Anthropic doesn't sell based on a "golly gee I hope people dont use this" gap - they sell compute. Different business.
> Anthropic doesn't sell based on a "golly gee I hope people dont use this" gap - they sell compute. Different business.
There is nothing anywhere hinting at that.
They don’t sell compute. They sell a subscription for LLM token budgets that they hope people don’t use because the compute is vastly more expensive than what they charge or what users are ever willing to pay.
Especially with enterprise subscription plans the idea is for customers to never utilize anywhere close to their limits.
>If it's constantly being used, it will wear out faster.
Yeah, but there's an absolute limit to that, beyond which the cost doesn't keep increasing. Beyond that point, the QoS goes down (queues).
>You are conflating "we price based on expected under-utilization" with "costs don't scale with usage."
I'm not conflating anything, I'm responding to what you said:
>If gyms faced a situation where people would go and spend 18 hours working out every day for a month, they would probably change how they billed things.
Why would a gym need to change how they bill things if all their customers were aiming for maximal utilization, when their costs would barely see any change? I doubt your typical gym operates on razor-thin margins.
Gym costs absolutely scale with usage. Equipment wears faster under heavier use. Cleaning and maintenance staff hours scale with how much the facility is used. Consumables like towels, soap, and chalk go faster. HVAC runs harder. The reason gyms can offer flat-rate pricing is that they bet on under-utilization, not that costs are flat.

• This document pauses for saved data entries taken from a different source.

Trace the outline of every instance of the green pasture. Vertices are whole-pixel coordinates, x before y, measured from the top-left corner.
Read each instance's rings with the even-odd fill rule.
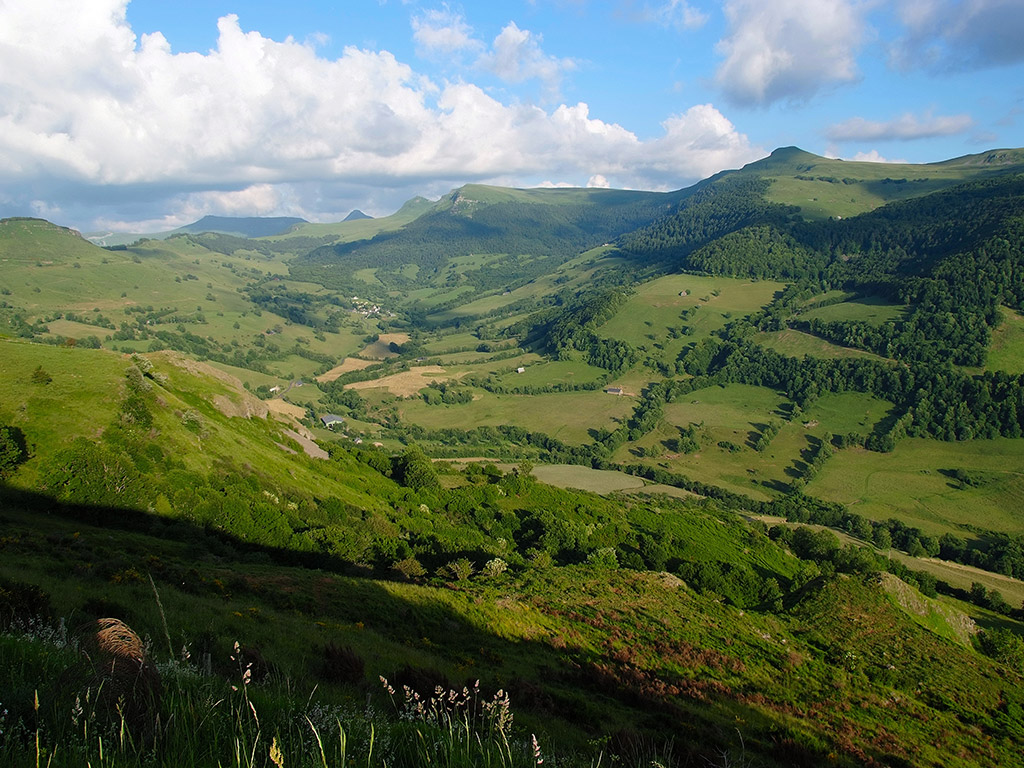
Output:
[[[591,442],[590,430],[614,429],[633,412],[631,398],[604,392],[564,392],[546,395],[475,393],[462,405],[427,405],[421,399],[397,404],[403,421],[427,429],[473,429],[514,424],[543,432],[566,443]]]
[[[591,493],[615,493],[644,487],[644,481],[625,472],[591,469],[575,464],[542,464],[533,468],[533,476],[542,483],[559,488],[578,488]]]
[[[890,320],[902,319],[907,307],[902,304],[891,304],[880,296],[862,296],[839,304],[804,312],[800,317],[805,320],[825,321],[858,321],[880,325]]]
[[[992,331],[985,370],[1024,373],[1024,317],[1003,307],[1002,322]]]
[[[656,450],[657,454],[643,459],[643,463],[657,464],[694,480],[767,499],[771,495],[769,491],[781,490],[792,480],[785,470],[806,447],[804,430],[793,424],[783,427],[783,432],[792,432],[792,445],[786,444],[783,434],[780,434],[763,453],[751,447],[769,422],[783,420],[787,405],[785,397],[764,387],[728,384],[697,390],[667,404],[662,423],[637,443],[620,448],[615,459],[620,462],[637,461],[631,450],[634,447],[647,452]],[[664,441],[679,437],[678,427],[687,428],[695,424],[703,424],[706,430],[700,451],[672,453],[664,446]],[[801,438],[802,444],[799,443]],[[719,442],[732,443],[740,450],[730,452],[719,447]],[[785,446],[784,450],[780,450],[780,445]]]
[[[944,472],[977,473],[975,487]],[[892,453],[847,449],[828,461],[806,492],[873,520],[896,517],[931,534],[972,528],[1024,532],[1024,441],[945,443],[905,438]]]
[[[768,199],[799,206],[806,219],[849,218],[894,200],[920,197],[998,172],[972,157],[904,165],[838,160],[806,152],[792,153],[791,158],[772,157],[762,161],[762,165],[766,166],[765,177],[772,182]],[[843,183],[844,179],[855,183]]]
[[[824,394],[807,406],[803,422],[819,422],[812,429],[815,435],[826,431],[833,435],[857,432],[869,435],[875,424],[889,415],[892,403],[863,392]]]
[[[760,309],[782,288],[781,283],[767,280],[668,275],[637,286],[597,333],[628,342],[645,357],[672,364],[683,347],[720,330],[733,318]],[[695,307],[688,319],[681,318],[682,312]],[[684,326],[692,329],[688,335],[682,332]]]
[[[607,372],[603,368],[588,365],[578,360],[541,360],[527,362],[523,358],[511,361],[501,360],[498,364],[511,363],[523,367],[522,373],[511,373],[497,377],[505,387],[551,387],[557,384],[588,384],[597,381]]]
[[[757,333],[753,336],[752,340],[756,344],[774,349],[780,355],[785,355],[786,357],[803,358],[806,356],[825,359],[866,357],[873,360],[884,359],[871,352],[833,344],[810,333],[804,333],[792,328],[787,328],[784,331]]]
[[[566,288],[584,286],[594,272],[620,261],[605,259],[604,254],[611,251],[610,246],[592,248],[579,256],[570,259],[549,275],[530,280],[511,291],[495,291],[481,296],[452,309],[446,309],[430,316],[431,321],[444,322],[456,317],[478,317],[494,312],[523,299],[538,299],[550,296]]]
[[[129,364],[114,352],[0,339],[0,423],[21,429],[30,452],[96,436],[117,413]],[[39,367],[50,375],[49,384],[32,381]]]

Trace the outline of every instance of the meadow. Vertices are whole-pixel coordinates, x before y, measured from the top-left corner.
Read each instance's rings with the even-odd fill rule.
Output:
[[[774,349],[780,355],[787,357],[803,357],[808,355],[825,359],[849,357],[862,357],[873,360],[884,359],[871,352],[833,344],[825,339],[793,328],[787,328],[784,331],[759,333],[753,337],[753,340],[755,343]]]
[[[952,476],[957,469],[977,473],[978,485],[962,487]],[[971,537],[978,526],[1019,534],[1024,445],[906,438],[891,454],[847,449],[825,465],[807,492],[873,520],[896,517],[932,534]]]
[[[577,445],[593,440],[591,432],[614,429],[633,412],[627,397],[604,392],[559,392],[539,395],[501,395],[474,392],[462,405],[427,405],[422,400],[397,404],[403,421],[426,429],[472,429],[515,424]]]

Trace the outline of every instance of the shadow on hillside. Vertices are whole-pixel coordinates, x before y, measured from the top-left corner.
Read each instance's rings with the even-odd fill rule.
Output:
[[[392,680],[407,681],[414,687],[422,683],[423,693],[430,695],[435,684],[461,688],[480,678],[485,692],[505,689],[513,708],[529,712],[537,721],[562,721],[590,739],[602,739],[609,736],[609,730],[616,731],[609,749],[616,739],[634,745],[637,738],[651,743],[661,740],[671,743],[677,757],[685,755],[687,764],[701,764],[736,749],[734,723],[743,721],[749,724],[742,735],[747,750],[756,750],[780,764],[787,764],[794,750],[803,758],[795,764],[841,764],[824,751],[805,747],[784,716],[773,717],[771,707],[764,706],[773,698],[772,691],[766,691],[767,698],[755,708],[746,703],[746,692],[710,679],[705,670],[695,670],[690,678],[656,667],[643,669],[631,655],[612,651],[631,635],[632,625],[616,623],[600,613],[596,618],[579,614],[575,606],[562,605],[557,592],[546,591],[558,589],[558,576],[542,573],[528,582],[496,581],[482,589],[472,583],[431,583],[439,590],[472,593],[464,598],[467,603],[525,598],[533,610],[549,618],[561,617],[578,630],[560,637],[532,627],[523,634],[536,639],[509,639],[480,622],[467,620],[443,598],[438,599],[437,593],[394,590],[380,580],[384,575],[329,554],[253,544],[187,520],[168,520],[136,509],[69,504],[0,484],[0,527],[7,535],[26,540],[22,547],[34,538],[40,559],[54,559],[72,576],[79,559],[97,559],[98,554],[116,550],[120,562],[115,567],[136,563],[142,573],[152,575],[165,601],[171,590],[178,590],[185,593],[185,601],[234,598],[236,602],[260,603],[281,616],[365,627],[409,648],[407,664],[389,674]],[[111,535],[114,531],[125,535],[115,538]],[[301,571],[271,572],[268,564]],[[5,570],[0,566],[0,573]],[[226,572],[230,575],[225,577]],[[9,575],[17,578],[17,574]],[[111,599],[107,594],[93,596],[81,615],[122,607],[114,599],[118,596],[110,576],[91,571],[82,578],[83,582],[95,579],[91,581],[93,591],[109,590]],[[215,585],[221,578],[227,578],[221,589],[231,594],[218,593]],[[529,594],[522,594],[527,591]],[[174,620],[181,623],[181,617]],[[162,633],[157,626],[137,629],[154,637]],[[607,652],[574,644],[574,638],[593,634],[595,629],[606,635]],[[238,639],[244,644],[244,637]],[[598,647],[600,641],[591,645]],[[665,639],[665,648],[678,652],[671,638]],[[720,654],[719,649],[707,652]],[[430,661],[424,663],[423,659]],[[462,670],[466,677],[453,679],[441,669]],[[374,688],[366,686],[367,690]],[[885,755],[878,757],[884,759]]]

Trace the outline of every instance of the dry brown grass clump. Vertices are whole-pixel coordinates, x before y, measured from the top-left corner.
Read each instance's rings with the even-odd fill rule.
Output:
[[[163,685],[146,646],[120,619],[97,619],[77,632],[86,665],[81,682],[97,716],[124,718],[145,737],[160,711]]]

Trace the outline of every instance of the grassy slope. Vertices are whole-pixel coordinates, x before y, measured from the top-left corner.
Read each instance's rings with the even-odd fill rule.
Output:
[[[217,345],[218,351],[253,349],[268,329],[277,329],[269,341],[281,350],[303,343],[309,350],[338,360],[362,346],[362,339],[377,330],[376,323],[350,315],[340,332],[323,340],[309,328],[293,325],[271,312],[261,312],[240,293],[247,283],[271,274],[285,274],[286,258],[261,254],[215,253],[189,238],[149,241],[126,251],[107,251],[69,230],[38,219],[0,222],[0,289],[6,302],[25,320],[48,320],[73,311],[81,317],[47,323],[51,336],[96,336],[105,346],[145,351],[149,341],[111,341],[112,329],[89,321],[100,316],[120,326],[135,324],[140,307],[174,309],[182,322],[153,326],[152,330],[184,328]],[[189,277],[189,276],[192,277]],[[292,284],[313,295],[328,294],[319,286]],[[98,311],[96,311],[98,310]],[[3,310],[0,310],[2,313]],[[201,315],[201,318],[200,318]],[[235,326],[238,327],[235,327]],[[2,329],[2,326],[0,326]],[[273,357],[273,355],[271,355]],[[284,360],[284,354],[279,359]],[[278,379],[311,376],[321,364],[292,357],[286,365],[273,365]]]
[[[805,218],[849,218],[894,200],[918,197],[970,179],[1004,173],[1013,167],[1019,168],[1021,163],[1024,163],[1021,150],[997,150],[942,163],[902,165],[833,160],[788,147],[745,166],[740,173],[771,179],[768,199],[800,206]],[[844,184],[843,179],[856,183]]]
[[[102,599],[140,633],[162,638],[152,590],[139,578],[144,563],[173,641],[198,647],[202,631],[215,669],[229,675],[233,641],[258,647],[298,694],[289,717],[365,703],[360,689],[317,681],[321,649],[333,642],[366,660],[365,680],[395,679],[411,664],[456,687],[479,678],[485,689],[511,689],[519,737],[537,733],[556,754],[579,750],[584,764],[605,744],[588,739],[630,725],[660,732],[656,749],[671,737],[677,756],[728,750],[769,767],[869,758],[939,765],[954,755],[970,766],[1016,754],[1000,705],[1018,705],[1019,676],[928,631],[859,579],[813,583],[769,615],[652,573],[573,566],[420,586],[247,563],[201,533],[155,537],[20,510],[8,512],[7,524],[15,535],[4,541],[0,574],[41,584],[63,615],[81,616],[87,600]],[[749,544],[731,523],[694,515],[688,525],[711,557],[742,557],[738,545]],[[218,546],[219,556],[196,559]],[[0,657],[9,659],[10,648]],[[161,643],[155,653],[166,655]],[[57,693],[56,675],[32,679],[25,663],[17,674],[44,702]],[[267,720],[272,689],[280,690],[270,683],[252,691]],[[377,687],[366,690],[375,708],[386,706]],[[352,710],[344,724],[356,731],[362,710]],[[213,709],[207,717],[216,716]],[[639,764],[639,756],[622,759]]]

Setting that aside, even if we accept your argument that gym costs barely scale with usage, then that makes gyms a bad comparison case for Anthropic, whose costs directly scale with usage. You can't use the gym model to defend Anthropic's pricing decisions if the two cost structures are nothing alike.
I'm arguing that both gyms and Anthropic have usage costs that scale with usage, but gym business model assumes a large margin of under-utilization and there's a hard cap to "power user" - I think both of those extremes don't apply to Anthropic's situation. Under-utilizers aren't paying for AI they have a free tier. There's also a natural ceiling on how much any one person can use a gym. There's no equivalent constraint on API usage.
> The reason gyms can offer flat-rate pricing is that they bet on under-utilization, not that costs are flat.
Yes. In fact i remember hearing about a gym which offered a flat-rate pricing model but explicitly excluded certain professions from partaking in it. I remember the deal was excluding police, bouncers, models, actors and air stewardesses. They had a separate more costly tier for these people. (And I think i heard about it from the indignation the deal has caused online.)
> Under-utilizers aren't paying for AI they have a free tier.
Sure they do. Free tiers suck. I may not always need to use AI, but when I need it, I don't want to immediately get hit by stupidly low quotas and rate limits, or get anything but SOTA models.
Nitpick: What you're describing is the disk cache. If a process requests more memory than is free, the OS will not page out pages used for the cache, it will simply either release them (if they're on the read cache) or flush them (if they're on the write cache).